Immutable Infrastructure
Immutable infrastructure is the practice of never modifying a running server after it is provisioned. Instead of SSHing in to patch a package or edit a config, you build a fresh image, launch new instances from it, and discard the old ones. This eliminates configuration drift, makes rollbacks trivial, and means the infrastructure you test is byte-for-byte the infrastructure you ship. Terraform pairs naturally with this model: it declares the desired end state and replaces resources whose inputs have changed.
Mutable versus immutable
In a mutable model, a long-lived server accumulates changes over its lifetime — manual hotfixes, ad-hoc package upgrades, drifting kernel versions. Two machines that started identical slowly diverge, and reproducing a bug becomes guesswork. The immutable model treats servers as disposable: any change produces a new artifact, and the old one is destroyed.

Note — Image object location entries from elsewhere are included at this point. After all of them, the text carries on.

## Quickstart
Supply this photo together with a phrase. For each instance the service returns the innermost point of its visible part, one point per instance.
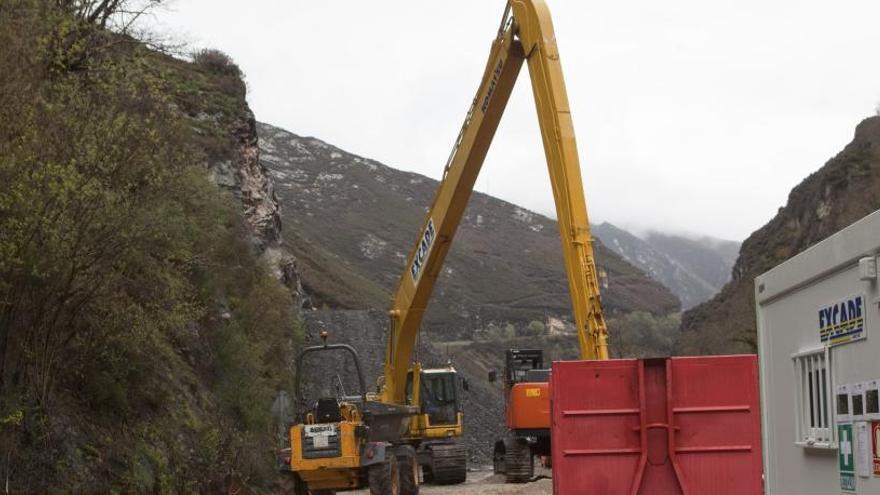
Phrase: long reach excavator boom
(381, 440)
(526, 34)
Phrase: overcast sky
(691, 115)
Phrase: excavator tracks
(448, 464)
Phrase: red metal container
(677, 426)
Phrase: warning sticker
(843, 321)
(875, 439)
(847, 462)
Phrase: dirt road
(484, 483)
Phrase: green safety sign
(845, 455)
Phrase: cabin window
(813, 412)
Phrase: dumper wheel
(384, 478)
(519, 464)
(448, 463)
(409, 470)
(289, 484)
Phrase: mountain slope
(141, 335)
(693, 269)
(353, 221)
(845, 189)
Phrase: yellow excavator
(379, 440)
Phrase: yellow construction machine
(380, 439)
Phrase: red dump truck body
(676, 426)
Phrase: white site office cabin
(819, 350)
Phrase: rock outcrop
(245, 176)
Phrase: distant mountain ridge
(844, 190)
(694, 269)
(352, 221)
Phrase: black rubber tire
(519, 463)
(290, 484)
(449, 464)
(384, 478)
(409, 469)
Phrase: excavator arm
(526, 34)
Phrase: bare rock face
(246, 177)
(844, 190)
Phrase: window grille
(813, 405)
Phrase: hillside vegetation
(142, 339)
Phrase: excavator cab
(344, 442)
(527, 401)
(438, 399)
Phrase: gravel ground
(485, 483)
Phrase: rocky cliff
(845, 189)
(694, 269)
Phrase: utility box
(676, 426)
(819, 348)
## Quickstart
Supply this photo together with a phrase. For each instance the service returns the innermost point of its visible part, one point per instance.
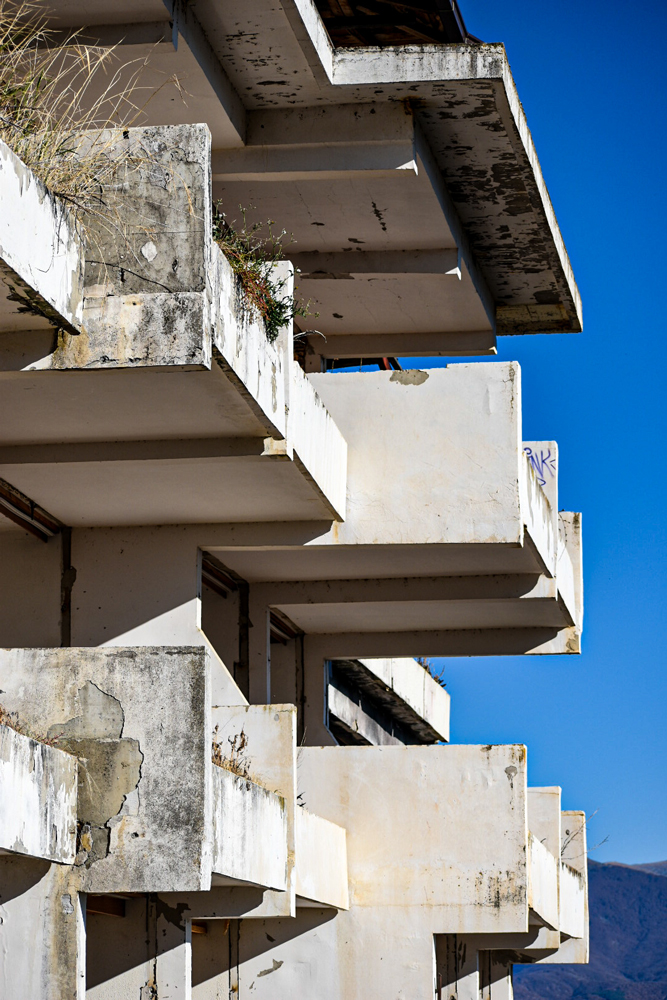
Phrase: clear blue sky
(591, 76)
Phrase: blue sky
(591, 76)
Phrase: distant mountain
(628, 912)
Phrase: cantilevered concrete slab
(160, 375)
(448, 530)
(300, 147)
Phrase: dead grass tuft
(59, 103)
(236, 758)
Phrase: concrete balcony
(156, 344)
(452, 543)
(385, 701)
(38, 786)
(41, 259)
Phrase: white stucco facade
(225, 766)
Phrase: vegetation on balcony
(253, 252)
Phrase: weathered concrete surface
(464, 863)
(320, 449)
(29, 588)
(414, 685)
(38, 803)
(42, 934)
(544, 817)
(573, 921)
(260, 369)
(139, 722)
(144, 954)
(543, 883)
(471, 115)
(249, 831)
(41, 262)
(465, 418)
(269, 756)
(321, 861)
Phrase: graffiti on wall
(543, 463)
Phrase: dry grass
(57, 105)
(236, 758)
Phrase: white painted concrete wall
(261, 369)
(432, 456)
(318, 444)
(572, 902)
(38, 241)
(543, 882)
(437, 829)
(29, 589)
(249, 831)
(321, 861)
(37, 798)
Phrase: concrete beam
(453, 642)
(446, 588)
(322, 266)
(112, 35)
(140, 451)
(331, 125)
(356, 719)
(421, 345)
(273, 163)
(186, 25)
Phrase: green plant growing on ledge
(253, 251)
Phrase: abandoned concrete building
(222, 770)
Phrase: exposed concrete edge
(395, 682)
(345, 67)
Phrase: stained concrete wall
(139, 722)
(42, 939)
(472, 830)
(38, 789)
(433, 456)
(30, 584)
(249, 831)
(269, 757)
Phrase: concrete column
(173, 961)
(495, 976)
(42, 931)
(457, 968)
(259, 651)
(315, 693)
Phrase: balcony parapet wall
(41, 256)
(156, 293)
(38, 785)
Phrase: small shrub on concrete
(253, 252)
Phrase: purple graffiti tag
(543, 464)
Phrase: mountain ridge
(628, 921)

| Concern | Mutable (in-place) | Immutable (replace) |
|---|---|---|
| Apply a change | Patch the live host | Build new image, swap instances |
| Configuration drift | Accumulates over time | Impossible — hosts are never edited |
| Rollback | Reverse the change manually | Re-deploy the previous image |
| Reproducibility | Hard — state is implicit | Exact — image is the source of truth |
| Debugging | Inspect the broken host | Inspect the build that produced it |
Golden images with Packer
A golden image is a pre-baked machine image containing the OS, runtime, dependencies, and application code — everything needed to boot a ready-to-serve instance. HashiCorp Packer builds these images deterministically from a template, so the same definition produces the same AMI every time.
# app.pkr.hcl
packer {
required_plugins {
amazon = {
version = ">= 1.3.0"
source = "github.com/hashicorp/amazon"
}
}
}
source "amazon-ebs" "app" {
ami_name = "devcraftly-app-{{timestamp}}"

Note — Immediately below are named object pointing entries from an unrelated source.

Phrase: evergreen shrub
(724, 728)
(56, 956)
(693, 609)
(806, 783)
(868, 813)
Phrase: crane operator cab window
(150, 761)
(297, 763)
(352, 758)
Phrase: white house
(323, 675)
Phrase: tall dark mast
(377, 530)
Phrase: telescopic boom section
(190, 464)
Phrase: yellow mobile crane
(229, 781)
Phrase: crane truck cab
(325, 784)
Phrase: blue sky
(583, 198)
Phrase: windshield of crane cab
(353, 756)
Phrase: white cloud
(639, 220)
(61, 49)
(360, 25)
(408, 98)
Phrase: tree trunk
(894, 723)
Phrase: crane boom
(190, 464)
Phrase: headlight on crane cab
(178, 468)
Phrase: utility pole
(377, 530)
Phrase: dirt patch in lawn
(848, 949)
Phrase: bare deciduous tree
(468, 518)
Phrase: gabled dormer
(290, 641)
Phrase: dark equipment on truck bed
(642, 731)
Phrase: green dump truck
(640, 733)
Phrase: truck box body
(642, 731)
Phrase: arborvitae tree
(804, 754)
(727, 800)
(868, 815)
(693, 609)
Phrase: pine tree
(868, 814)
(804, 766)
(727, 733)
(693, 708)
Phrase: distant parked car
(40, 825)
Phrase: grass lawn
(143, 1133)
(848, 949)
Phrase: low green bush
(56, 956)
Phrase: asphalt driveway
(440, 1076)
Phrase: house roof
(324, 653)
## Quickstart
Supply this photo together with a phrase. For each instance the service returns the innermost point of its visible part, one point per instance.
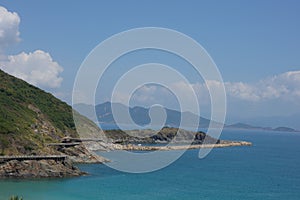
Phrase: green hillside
(30, 118)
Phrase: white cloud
(285, 86)
(37, 68)
(9, 28)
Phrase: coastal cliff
(30, 119)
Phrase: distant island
(140, 116)
(38, 136)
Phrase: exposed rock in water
(38, 169)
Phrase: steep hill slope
(30, 118)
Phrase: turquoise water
(270, 169)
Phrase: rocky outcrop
(165, 135)
(131, 147)
(38, 169)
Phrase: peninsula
(38, 136)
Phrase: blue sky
(255, 43)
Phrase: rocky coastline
(131, 147)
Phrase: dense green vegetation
(15, 198)
(29, 117)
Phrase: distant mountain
(139, 115)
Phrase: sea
(270, 169)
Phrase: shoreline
(131, 147)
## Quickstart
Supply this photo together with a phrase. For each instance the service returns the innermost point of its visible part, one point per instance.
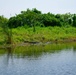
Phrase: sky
(10, 8)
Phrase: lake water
(54, 59)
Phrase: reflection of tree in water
(9, 54)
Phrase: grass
(42, 34)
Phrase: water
(56, 59)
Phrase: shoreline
(28, 43)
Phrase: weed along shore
(35, 27)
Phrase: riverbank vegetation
(35, 26)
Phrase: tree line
(34, 17)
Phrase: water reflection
(52, 59)
(35, 50)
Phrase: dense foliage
(34, 17)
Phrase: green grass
(42, 34)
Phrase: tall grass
(43, 34)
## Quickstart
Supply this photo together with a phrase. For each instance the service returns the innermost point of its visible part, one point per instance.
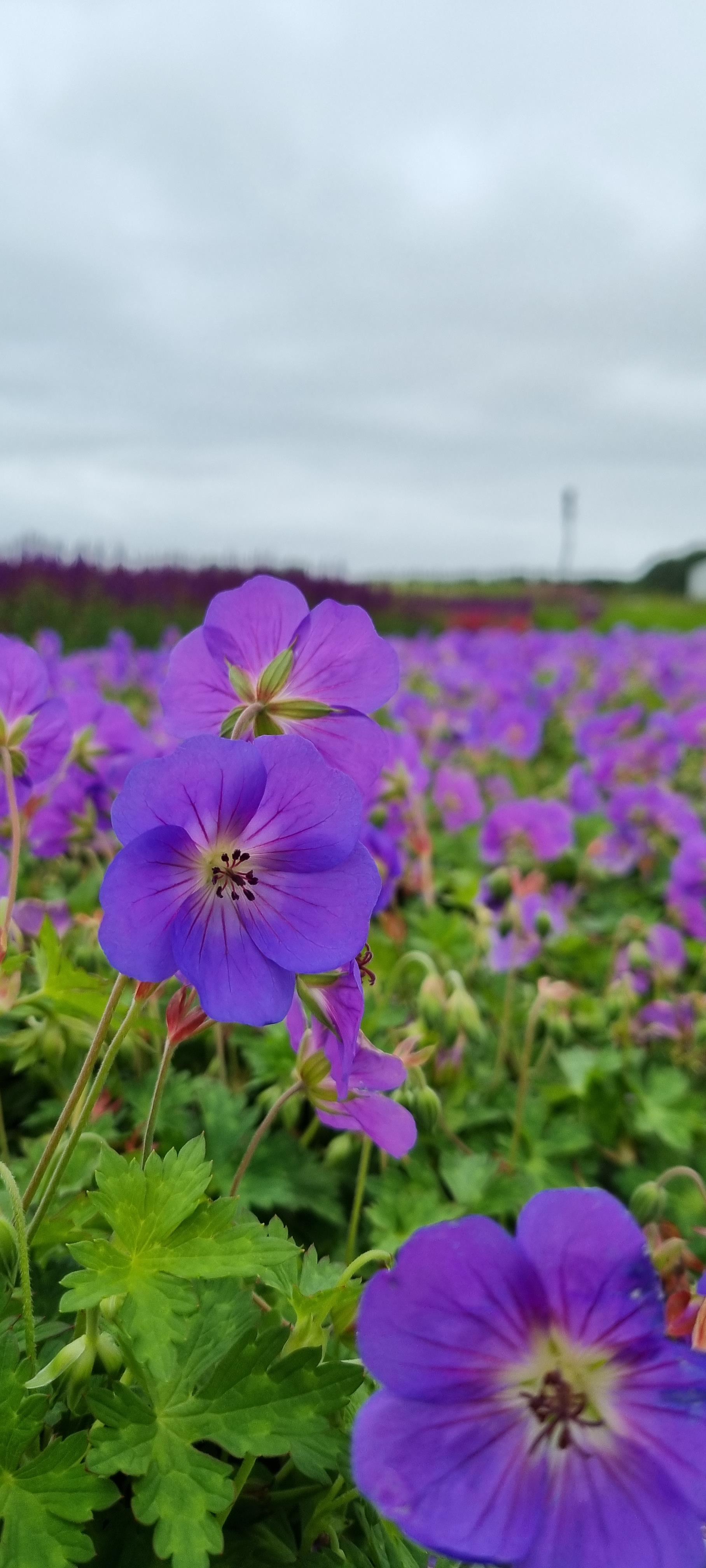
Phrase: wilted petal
(142, 894)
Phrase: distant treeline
(85, 601)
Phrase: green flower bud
(648, 1202)
(432, 1001)
(110, 1354)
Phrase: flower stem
(683, 1170)
(76, 1094)
(506, 1026)
(90, 1100)
(24, 1261)
(16, 828)
(259, 1133)
(524, 1074)
(358, 1197)
(159, 1090)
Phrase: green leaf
(43, 1503)
(66, 989)
(164, 1236)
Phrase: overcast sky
(354, 283)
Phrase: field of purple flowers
(354, 1097)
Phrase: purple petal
(341, 659)
(252, 625)
(595, 1266)
(376, 1070)
(379, 1118)
(310, 814)
(197, 694)
(48, 742)
(142, 894)
(208, 786)
(24, 679)
(454, 1478)
(318, 921)
(664, 1405)
(236, 982)
(460, 1305)
(615, 1510)
(350, 742)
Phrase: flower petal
(197, 694)
(391, 1126)
(453, 1476)
(318, 921)
(615, 1510)
(310, 814)
(24, 679)
(142, 894)
(208, 786)
(595, 1266)
(217, 956)
(252, 625)
(460, 1305)
(341, 659)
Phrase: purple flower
(32, 723)
(365, 1108)
(534, 1412)
(262, 664)
(543, 828)
(242, 868)
(459, 799)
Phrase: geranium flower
(534, 1412)
(459, 799)
(242, 868)
(365, 1106)
(540, 828)
(264, 665)
(33, 726)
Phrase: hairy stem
(259, 1133)
(506, 1027)
(24, 1261)
(76, 1095)
(524, 1076)
(16, 828)
(358, 1197)
(89, 1103)
(159, 1090)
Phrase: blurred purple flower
(533, 1410)
(542, 828)
(264, 664)
(242, 868)
(459, 799)
(365, 1108)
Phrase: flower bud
(110, 1354)
(432, 1001)
(648, 1202)
(184, 1017)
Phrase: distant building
(696, 584)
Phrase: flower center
(559, 1409)
(228, 877)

instance_type = "t3.micro"
region = "us-east-1"
source_ami_filter {
filters = {
name = "al2023-ami-*-x86_64"
virtualization-type = "hvm"
root-device-type = "ebs"
}
owners = ["amazon"]
most_recent = true
}
ssh_username = "ec2-user"
}
build {
sources = ["source.amazon-ebs.app"]
provisioner "shell" {
inline = [
"sudo dnf install -y nginx",
"sudo systemctl enable nginx",
]
}
provisioner "file" {
source = "./dist/"
destination = "/tmp/app"
}
}
Build it once and capture the resulting AMI id:
packer build app.pkr.hcl
Output:
==> amazon-ebs.app: Creating AMI devcraftly-app-1718323200 from instance i-0a1b2c3d4e5f
==> amazon-ebs.app: AMI: ami-0fe1c2d3b4a5e6f70
Build 'amazon-ebs.app' finished after 4 minutes 12 seconds.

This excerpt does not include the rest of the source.